For more information about the IRENE study, refer to ClinicalTrials.gov (NCT04445844).
About IRENE
The IRENE (INCMGA00012 and the oncolytic virus pelareorep in metastatic triple-negative breast cancer) study is a single-arm, open-label, phase 2 study evaluating the combination of pelareorep and INCMGA00012 for the treatment of unresectable locally advanced or metastatic triple-negative breast cancer. The study will enroll 25 patients and will be conducted at the Rutgers Cancer Institute of New Jersey and The Ohio State University Comprehensive Cancer Center.
Study participants will receive pelareorep intravenously on days 1, 2, 15, and 16 of 28-day treatment cycles. INCMGA00012 will be administered on day 3 of each cycle, with treatment cycles continuing until disease progression is observed. The co-primary endpoints of the study are safety and objective response rate. Secondary endpoints include progression free survival, overall survival, and duration of response. Exploratory endpoints include peripheral T cell clonality and pre- vs. post-treatment change in tumor PD-L1 expression.
About Breast Cancer
Breast cancer is the most common cancer in women worldwide, with over two million new cases diagnosed in 2018, representing about 25 percent of all cancers in women. Incidence rates vary widely across the world, from 27 per 100,000 in Middle Africa and Eastern Asia to 85 per 100,000 in Northern America. It is the fifth most common cause of death from cancer in women globally, with an estimated 522,000 deaths.

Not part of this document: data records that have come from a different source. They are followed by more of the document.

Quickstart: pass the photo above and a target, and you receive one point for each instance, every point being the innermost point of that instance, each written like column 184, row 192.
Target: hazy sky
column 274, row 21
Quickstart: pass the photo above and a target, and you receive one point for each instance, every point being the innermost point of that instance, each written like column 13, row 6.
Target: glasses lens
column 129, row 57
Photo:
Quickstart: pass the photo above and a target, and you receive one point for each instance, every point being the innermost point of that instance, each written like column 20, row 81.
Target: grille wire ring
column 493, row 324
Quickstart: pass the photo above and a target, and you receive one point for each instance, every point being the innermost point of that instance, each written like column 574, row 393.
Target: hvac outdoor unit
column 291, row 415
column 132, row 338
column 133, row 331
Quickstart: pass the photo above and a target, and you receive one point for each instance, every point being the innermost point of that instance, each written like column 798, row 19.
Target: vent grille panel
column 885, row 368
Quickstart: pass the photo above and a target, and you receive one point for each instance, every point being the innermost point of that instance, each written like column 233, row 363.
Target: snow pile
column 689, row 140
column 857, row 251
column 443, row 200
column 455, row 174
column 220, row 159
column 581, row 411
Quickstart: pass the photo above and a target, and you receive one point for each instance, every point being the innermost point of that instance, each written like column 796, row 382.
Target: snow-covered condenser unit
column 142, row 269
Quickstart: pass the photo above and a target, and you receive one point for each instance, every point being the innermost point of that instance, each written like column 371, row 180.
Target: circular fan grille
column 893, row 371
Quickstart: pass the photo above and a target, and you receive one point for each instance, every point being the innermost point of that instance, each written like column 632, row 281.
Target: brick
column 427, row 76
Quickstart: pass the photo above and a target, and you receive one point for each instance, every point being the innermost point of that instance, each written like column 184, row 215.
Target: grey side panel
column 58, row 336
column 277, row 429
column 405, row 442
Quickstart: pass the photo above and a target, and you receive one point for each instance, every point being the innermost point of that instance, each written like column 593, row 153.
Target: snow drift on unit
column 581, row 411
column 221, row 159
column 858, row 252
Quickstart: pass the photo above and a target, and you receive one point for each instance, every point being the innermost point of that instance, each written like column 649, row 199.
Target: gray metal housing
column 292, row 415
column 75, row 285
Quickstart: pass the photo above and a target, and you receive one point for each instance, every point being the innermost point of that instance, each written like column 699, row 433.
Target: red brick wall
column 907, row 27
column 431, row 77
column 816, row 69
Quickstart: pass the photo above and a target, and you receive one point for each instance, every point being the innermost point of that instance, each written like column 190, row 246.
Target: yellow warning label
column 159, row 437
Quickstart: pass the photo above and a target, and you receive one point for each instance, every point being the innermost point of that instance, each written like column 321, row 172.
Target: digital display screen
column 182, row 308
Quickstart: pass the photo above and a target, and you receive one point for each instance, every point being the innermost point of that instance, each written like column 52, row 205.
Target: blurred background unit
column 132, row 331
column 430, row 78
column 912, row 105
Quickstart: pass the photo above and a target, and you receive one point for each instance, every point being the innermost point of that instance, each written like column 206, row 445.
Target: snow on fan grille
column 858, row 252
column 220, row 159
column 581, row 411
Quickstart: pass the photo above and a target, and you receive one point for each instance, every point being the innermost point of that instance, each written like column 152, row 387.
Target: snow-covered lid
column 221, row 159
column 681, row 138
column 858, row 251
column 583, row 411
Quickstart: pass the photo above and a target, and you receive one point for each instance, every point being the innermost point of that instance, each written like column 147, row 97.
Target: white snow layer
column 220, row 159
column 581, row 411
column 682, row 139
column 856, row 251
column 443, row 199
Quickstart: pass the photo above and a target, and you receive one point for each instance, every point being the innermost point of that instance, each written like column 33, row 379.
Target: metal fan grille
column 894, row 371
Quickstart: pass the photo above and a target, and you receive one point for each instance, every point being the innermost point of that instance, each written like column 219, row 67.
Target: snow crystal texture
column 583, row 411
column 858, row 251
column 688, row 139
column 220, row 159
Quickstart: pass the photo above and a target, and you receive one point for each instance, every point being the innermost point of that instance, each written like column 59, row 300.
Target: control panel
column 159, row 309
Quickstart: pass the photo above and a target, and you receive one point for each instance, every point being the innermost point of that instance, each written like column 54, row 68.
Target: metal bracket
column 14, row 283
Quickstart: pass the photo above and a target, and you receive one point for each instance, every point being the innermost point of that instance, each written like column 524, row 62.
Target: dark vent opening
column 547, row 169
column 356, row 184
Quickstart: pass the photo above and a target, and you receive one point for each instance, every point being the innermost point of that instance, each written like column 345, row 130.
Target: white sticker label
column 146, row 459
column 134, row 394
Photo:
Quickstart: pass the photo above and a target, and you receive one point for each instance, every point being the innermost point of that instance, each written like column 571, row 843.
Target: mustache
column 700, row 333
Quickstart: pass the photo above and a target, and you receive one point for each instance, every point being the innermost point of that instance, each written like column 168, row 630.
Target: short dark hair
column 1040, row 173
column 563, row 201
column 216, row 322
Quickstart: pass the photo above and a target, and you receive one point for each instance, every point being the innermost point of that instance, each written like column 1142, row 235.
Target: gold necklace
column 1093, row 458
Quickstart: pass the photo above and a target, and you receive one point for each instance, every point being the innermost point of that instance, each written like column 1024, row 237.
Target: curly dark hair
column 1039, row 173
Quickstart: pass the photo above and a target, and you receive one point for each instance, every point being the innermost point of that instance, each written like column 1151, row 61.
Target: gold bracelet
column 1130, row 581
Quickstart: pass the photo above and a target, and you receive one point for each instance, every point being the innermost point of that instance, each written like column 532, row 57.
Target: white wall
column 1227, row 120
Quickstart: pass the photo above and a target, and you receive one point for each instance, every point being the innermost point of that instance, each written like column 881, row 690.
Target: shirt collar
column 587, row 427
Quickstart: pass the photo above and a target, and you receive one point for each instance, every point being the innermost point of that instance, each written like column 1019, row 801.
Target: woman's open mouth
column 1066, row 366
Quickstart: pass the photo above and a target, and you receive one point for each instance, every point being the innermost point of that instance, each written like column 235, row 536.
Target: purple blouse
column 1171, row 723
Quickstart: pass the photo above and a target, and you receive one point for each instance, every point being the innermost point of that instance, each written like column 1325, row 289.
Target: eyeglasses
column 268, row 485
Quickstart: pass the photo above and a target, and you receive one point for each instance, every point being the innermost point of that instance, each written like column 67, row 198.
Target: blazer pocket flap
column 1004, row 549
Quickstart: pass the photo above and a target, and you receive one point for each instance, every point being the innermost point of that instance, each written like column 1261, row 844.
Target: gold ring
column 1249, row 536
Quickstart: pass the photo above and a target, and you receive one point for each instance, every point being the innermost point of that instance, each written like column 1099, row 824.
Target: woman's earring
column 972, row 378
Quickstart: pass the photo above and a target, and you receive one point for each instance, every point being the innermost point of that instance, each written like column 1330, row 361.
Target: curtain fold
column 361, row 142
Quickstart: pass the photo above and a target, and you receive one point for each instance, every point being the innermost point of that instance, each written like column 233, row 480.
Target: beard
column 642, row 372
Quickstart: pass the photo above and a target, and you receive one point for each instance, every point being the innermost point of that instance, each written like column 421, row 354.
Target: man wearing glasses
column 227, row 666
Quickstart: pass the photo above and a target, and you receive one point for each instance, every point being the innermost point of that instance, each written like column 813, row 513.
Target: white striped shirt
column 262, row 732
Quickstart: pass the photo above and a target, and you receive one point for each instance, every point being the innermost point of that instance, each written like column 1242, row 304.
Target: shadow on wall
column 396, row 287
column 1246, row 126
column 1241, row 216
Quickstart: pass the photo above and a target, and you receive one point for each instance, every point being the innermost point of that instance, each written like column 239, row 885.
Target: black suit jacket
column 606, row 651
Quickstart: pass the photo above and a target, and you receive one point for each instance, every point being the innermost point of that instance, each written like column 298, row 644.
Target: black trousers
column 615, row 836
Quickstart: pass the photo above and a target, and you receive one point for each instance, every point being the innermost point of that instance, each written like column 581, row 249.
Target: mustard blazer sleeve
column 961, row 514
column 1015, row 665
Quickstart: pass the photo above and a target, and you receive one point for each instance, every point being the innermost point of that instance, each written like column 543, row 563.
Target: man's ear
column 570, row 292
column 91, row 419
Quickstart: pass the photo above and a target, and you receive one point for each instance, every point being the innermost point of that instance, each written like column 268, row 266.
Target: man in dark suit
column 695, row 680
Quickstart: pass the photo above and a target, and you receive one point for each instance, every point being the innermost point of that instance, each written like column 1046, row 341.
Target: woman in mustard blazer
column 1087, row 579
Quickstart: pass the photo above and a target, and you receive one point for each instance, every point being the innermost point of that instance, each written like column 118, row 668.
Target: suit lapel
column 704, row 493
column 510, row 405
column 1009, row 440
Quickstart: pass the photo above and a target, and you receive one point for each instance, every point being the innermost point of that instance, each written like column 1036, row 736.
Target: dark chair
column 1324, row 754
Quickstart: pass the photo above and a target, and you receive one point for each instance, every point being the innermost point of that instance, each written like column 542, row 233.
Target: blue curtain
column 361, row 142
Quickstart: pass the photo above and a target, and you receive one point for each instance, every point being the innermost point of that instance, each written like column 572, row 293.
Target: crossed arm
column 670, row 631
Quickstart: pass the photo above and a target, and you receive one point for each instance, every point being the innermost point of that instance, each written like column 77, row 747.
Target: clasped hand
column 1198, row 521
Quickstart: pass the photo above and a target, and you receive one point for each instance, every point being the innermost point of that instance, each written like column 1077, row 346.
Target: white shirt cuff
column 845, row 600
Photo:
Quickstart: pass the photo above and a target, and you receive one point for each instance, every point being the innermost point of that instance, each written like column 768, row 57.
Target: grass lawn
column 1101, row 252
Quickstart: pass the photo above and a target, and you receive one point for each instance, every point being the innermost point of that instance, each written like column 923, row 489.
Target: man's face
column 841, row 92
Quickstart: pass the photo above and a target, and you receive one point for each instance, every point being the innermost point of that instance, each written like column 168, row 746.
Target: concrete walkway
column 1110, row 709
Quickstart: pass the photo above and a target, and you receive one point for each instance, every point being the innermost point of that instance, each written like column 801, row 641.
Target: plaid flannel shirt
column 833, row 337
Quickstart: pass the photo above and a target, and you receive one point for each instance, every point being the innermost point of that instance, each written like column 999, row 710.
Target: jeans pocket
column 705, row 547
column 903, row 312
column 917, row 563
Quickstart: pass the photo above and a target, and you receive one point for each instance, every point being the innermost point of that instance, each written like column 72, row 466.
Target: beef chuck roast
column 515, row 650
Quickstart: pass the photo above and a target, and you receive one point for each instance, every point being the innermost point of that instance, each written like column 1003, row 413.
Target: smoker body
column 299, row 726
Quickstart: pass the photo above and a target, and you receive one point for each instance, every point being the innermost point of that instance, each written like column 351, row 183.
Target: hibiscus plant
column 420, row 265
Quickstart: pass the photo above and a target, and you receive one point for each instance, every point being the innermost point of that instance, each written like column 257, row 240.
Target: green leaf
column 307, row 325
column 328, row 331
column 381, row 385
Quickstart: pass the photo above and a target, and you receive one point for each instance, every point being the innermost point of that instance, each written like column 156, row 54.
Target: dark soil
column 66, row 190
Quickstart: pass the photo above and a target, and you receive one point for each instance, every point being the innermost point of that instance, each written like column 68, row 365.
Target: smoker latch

Breast cancer starts when cells in the breast begin to grow out of control. These cells usually form a tumor that can often be seen on an x-ray or felt as a lump. The malignant tumor (cancer) is getting worse when the cells grow into (invade) surrounding tissues or spread (metastasize) to distant areas of the body.
About Pelareorep
Pelareorep is a non-pathogenic, proprietary isolate of the unmodified reovirus: a first-in-class intravenously delivered immuno-oncolytic virus for the treatment of solid tumors and hematological malignancies. The compound induces selective tumor lysis and promotes an inflamed tumor phenotype through innate and adaptive immune responses to treat a variety of cancers and has been demonstrated to be able to escape neutralizing antibodies found in patients.